Dans ce même passage se retrouve de nouveau la présence de l'air,
évoquée par la danse, « plus légère qu'un papillon » (138),
de Salomé. L'âme de la danse, la psyché, s'envole alors grâce aux
mouvement porteurs d'espoir. Psyché est d'ailleurs représentée avec des
ailes de papillon. Dans la symbolique chrétienne, le papillon, c'est
l'âme débarrassée de son enveloppe charnelle. Du point de vue des
spectateurs, d'est alors la réjouissance et la délivrance de
l'attraction terrestre.
Puis la musique devient funèbre. Tout alors est évocateur de ce
changement d'humeur de la scène : « accablement »,
« soupirs », « langueur », « pleurait »,
« mourait ». Cependant, c'est au passage d'un élément à
l'autre que nous assistons. Nous sommes maintenant dans l'élément
liquide, l'élément féminin, avec l'évocation du ventre que Salomé
balance comme la mer, ou fait onduler comme un serpent, ce ventre que
le philosophe Alain nomme hydre (85). Ce mot est à rapprocher de sa
racine grecque, hydra, qui signifie serpent d'eau. Encore un serpent,
mais cette fois, l'hydre vit dans le marais, elle est « symbole
des vices banals » (Diel 208). Cette danse plonge Hérode dans un
état quasi onirique. Hérodias sait qu'elle a réussi, il est sous le
charme. Il faut aussi noter dans ce passage le fait que le visage de
Salomé demeure immobile, alors que ses pieds sont toujours en
mouvement : elle n'est alors qu'un corps sans âme, un instrument
entièrement dévoué à la cause de sa mère, une chose fabriquée dans le
seul but de susciter le désir d'Hérodias, la femme-objet des fantasmes
masculins, en somme.
Enfin la dans se déchaîne, devient débridée et désordonnée, comme la
danse d'une flamme qui projette des éclats de lumière et des étincelles
de tous côtés. On assiste alors à la recherche par Flaubert d'un
équivalent exact de cette danse. Il évoque tout d'abord les danseuses
de l'Inde, puis les Nubiennes, mais ces comparaisons ne le satisfont
pas, et c'est finalement l'image des Bacchantes qui s'abandonnaient
avec ferveur au culte de Dionysos, dieu des défoulements et de
l'exubérance, parfois jusqu'au délire et à la mort, qui s'impose à lui.
Salomé semble entrer en transe. La harpe se fait entendre, symbole de
la recherche du bonheur, et reçoit en écho les acclamations de la
multitude, comme les « bruyantes clameurs de l'orgiasme »

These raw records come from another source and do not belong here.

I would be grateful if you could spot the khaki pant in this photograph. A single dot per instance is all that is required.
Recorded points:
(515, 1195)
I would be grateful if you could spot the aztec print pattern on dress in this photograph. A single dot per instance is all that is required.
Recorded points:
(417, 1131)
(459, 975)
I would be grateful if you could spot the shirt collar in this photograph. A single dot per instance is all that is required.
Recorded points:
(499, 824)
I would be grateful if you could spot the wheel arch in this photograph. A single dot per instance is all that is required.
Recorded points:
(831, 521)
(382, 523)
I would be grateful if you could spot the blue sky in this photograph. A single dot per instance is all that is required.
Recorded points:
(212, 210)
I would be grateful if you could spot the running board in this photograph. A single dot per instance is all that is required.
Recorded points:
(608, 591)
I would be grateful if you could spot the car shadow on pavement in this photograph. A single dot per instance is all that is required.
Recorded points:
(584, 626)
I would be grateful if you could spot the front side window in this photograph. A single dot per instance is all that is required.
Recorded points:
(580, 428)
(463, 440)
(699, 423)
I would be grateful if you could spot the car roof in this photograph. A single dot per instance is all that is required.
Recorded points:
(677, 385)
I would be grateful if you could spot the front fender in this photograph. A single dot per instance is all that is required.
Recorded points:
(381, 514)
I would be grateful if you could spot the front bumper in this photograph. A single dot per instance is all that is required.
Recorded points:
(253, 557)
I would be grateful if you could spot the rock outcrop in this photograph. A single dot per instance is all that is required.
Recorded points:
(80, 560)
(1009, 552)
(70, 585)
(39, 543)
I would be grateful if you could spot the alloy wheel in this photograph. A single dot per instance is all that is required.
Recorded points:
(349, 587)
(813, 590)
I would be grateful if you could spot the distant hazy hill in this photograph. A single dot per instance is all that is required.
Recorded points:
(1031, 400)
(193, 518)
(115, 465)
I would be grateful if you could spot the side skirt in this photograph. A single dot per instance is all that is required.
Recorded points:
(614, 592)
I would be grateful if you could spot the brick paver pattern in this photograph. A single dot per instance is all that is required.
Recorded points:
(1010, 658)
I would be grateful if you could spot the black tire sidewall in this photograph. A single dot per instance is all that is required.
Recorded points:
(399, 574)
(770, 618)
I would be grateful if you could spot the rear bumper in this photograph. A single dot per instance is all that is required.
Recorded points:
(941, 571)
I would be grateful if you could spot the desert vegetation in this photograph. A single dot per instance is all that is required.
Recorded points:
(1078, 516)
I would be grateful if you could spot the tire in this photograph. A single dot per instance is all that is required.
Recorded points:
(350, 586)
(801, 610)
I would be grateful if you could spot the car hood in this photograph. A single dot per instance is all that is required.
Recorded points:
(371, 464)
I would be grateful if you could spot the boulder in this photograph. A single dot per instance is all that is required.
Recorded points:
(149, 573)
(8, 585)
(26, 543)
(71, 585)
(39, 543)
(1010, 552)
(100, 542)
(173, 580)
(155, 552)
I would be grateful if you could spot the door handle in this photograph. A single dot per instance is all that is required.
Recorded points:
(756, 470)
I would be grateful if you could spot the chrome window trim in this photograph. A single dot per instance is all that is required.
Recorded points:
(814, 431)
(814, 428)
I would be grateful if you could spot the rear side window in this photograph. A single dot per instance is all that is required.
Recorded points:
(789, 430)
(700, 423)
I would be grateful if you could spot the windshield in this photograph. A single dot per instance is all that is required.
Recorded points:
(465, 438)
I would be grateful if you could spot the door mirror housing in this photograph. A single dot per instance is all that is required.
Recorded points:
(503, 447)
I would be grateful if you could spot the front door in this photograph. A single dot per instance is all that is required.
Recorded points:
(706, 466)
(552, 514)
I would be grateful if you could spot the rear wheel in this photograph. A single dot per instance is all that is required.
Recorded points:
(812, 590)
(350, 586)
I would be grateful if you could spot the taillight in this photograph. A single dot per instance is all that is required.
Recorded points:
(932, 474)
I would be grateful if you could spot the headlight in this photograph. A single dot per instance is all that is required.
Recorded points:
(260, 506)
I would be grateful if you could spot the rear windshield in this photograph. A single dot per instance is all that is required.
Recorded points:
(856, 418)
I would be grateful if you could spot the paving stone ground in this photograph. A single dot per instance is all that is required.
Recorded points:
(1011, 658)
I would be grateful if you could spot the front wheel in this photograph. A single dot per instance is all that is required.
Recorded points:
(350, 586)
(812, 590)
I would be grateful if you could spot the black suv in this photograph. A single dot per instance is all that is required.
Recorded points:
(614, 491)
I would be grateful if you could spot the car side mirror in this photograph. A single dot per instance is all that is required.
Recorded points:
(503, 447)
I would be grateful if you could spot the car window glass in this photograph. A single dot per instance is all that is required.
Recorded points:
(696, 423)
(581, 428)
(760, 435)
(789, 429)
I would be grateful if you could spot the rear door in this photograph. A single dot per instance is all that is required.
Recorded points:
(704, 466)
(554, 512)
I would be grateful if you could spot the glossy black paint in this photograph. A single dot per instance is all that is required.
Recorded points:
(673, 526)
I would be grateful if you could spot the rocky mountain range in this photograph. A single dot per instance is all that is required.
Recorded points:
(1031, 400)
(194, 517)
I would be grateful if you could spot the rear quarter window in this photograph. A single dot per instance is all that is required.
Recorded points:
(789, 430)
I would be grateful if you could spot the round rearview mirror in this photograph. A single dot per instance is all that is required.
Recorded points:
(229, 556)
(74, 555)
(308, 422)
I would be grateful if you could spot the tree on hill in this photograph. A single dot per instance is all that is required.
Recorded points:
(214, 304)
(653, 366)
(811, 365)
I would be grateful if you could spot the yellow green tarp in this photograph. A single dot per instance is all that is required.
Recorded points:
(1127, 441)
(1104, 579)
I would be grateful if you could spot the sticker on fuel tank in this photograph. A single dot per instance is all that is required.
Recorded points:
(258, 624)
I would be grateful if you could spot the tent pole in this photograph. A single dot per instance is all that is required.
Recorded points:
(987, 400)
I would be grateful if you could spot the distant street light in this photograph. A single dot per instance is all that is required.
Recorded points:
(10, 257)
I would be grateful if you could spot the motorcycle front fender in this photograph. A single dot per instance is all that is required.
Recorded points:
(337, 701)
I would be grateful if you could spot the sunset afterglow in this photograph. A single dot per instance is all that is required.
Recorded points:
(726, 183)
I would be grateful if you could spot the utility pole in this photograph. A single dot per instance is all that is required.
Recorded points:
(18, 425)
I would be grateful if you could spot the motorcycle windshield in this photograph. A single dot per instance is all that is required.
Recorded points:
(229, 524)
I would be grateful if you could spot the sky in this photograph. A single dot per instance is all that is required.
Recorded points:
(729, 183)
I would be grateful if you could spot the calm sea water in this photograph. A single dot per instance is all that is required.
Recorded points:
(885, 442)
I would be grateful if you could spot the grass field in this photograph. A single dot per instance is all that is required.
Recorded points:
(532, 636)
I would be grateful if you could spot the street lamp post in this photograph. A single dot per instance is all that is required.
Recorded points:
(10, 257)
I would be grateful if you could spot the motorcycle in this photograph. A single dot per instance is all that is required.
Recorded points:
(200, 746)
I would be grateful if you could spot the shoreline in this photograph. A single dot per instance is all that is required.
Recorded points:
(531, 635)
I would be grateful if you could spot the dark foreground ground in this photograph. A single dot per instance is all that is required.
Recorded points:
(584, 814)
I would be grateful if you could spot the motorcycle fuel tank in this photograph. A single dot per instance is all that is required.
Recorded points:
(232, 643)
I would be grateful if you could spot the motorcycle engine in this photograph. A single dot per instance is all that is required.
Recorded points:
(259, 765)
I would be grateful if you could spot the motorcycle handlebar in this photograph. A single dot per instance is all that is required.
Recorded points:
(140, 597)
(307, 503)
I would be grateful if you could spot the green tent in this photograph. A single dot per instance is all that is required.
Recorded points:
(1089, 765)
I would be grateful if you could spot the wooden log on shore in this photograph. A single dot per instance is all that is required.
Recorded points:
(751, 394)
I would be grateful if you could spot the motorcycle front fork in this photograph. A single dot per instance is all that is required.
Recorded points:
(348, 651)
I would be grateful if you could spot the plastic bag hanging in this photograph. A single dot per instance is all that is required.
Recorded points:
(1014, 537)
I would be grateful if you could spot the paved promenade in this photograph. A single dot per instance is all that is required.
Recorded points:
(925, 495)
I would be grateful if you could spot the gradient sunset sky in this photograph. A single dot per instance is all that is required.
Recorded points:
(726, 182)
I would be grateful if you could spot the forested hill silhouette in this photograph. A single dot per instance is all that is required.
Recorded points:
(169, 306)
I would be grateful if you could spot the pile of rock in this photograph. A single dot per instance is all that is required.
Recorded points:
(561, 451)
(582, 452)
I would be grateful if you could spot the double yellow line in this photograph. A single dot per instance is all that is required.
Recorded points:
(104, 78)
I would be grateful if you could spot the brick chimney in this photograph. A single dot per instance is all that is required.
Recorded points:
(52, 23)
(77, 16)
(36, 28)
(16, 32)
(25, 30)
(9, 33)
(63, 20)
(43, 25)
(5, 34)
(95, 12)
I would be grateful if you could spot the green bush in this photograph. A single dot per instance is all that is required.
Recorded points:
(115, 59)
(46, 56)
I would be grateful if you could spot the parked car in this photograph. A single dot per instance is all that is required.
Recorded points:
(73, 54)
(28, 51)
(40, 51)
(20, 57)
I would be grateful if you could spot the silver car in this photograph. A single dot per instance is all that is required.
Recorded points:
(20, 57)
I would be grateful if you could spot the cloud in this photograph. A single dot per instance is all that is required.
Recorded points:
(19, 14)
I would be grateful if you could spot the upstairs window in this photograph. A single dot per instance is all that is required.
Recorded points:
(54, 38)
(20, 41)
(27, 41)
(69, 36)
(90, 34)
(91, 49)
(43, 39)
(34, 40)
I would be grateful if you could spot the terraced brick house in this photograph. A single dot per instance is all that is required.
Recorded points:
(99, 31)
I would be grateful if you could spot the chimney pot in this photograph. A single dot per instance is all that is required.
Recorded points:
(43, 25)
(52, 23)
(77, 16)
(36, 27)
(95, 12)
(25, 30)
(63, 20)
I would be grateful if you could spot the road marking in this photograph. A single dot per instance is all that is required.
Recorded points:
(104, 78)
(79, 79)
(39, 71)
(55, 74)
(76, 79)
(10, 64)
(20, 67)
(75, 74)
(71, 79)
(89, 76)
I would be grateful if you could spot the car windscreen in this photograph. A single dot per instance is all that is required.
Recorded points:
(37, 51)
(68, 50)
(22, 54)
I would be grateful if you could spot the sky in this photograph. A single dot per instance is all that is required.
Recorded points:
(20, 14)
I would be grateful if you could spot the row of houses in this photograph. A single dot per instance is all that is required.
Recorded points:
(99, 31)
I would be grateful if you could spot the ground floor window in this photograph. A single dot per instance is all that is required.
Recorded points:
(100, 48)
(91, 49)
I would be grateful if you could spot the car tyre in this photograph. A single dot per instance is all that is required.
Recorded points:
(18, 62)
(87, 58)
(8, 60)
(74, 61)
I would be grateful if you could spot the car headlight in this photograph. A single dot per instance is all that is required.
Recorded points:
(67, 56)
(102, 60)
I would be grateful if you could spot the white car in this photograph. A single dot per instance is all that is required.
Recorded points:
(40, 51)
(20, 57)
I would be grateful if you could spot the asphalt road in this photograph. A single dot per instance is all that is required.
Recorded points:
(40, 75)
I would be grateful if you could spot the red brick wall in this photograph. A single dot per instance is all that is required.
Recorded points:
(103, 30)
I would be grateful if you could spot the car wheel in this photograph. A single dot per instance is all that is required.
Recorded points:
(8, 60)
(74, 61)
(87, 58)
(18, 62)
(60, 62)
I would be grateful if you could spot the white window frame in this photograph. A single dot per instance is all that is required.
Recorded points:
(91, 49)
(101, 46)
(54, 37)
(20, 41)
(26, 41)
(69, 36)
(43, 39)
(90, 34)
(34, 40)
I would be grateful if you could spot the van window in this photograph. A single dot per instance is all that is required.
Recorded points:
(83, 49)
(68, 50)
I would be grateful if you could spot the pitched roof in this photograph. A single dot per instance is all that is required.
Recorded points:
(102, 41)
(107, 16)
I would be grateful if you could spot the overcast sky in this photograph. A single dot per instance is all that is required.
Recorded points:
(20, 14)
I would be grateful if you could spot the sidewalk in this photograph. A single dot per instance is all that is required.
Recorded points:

(sechan 285). La description des mouvements de Salomé rappelle ces
danses des Bacchantes qui, « par bien des traits... avec les
mouvements convulsifs et spasmodiques, la flexion du corps en arrière,
le renversement et l'agitation de la nuque » (Sechan 292) évoque
la possession, ce que les anciens appelaient l'enthousiasme. Après
avoir fasciné ses spectateurs, Salomé s'offre à eux. Et tous, sages ou
non, la suivent dans sa transe.
De la terre à l'air, de l'eau au feu, Flaubert passe d'un élément et
d'une humeur à l'autre, dans une savant gradation évocatrice de l'état
d'esprit des hommes qui, de spectateurs passifs, sont peu à peu
envoûtés et brûlent de participer à la danse de Salomé.
Oeuvres citées
Alain. Idées : Platon, Descartes, Hegel / Alain. Paris: Hartmann, 1932.
Diel, Paul. Le symbolisme dans la mythologie grecque : étude psychanalytique. Préface de G. Bachelard. Paris : Payot, 1966.
Flaubert, Gustave. Trois contes. Paris: Flammarion, 1986.
Sechan, Louis et Pierre Levêque. Les grandes divinités de la Grèce. Paris: Boccard, 1966.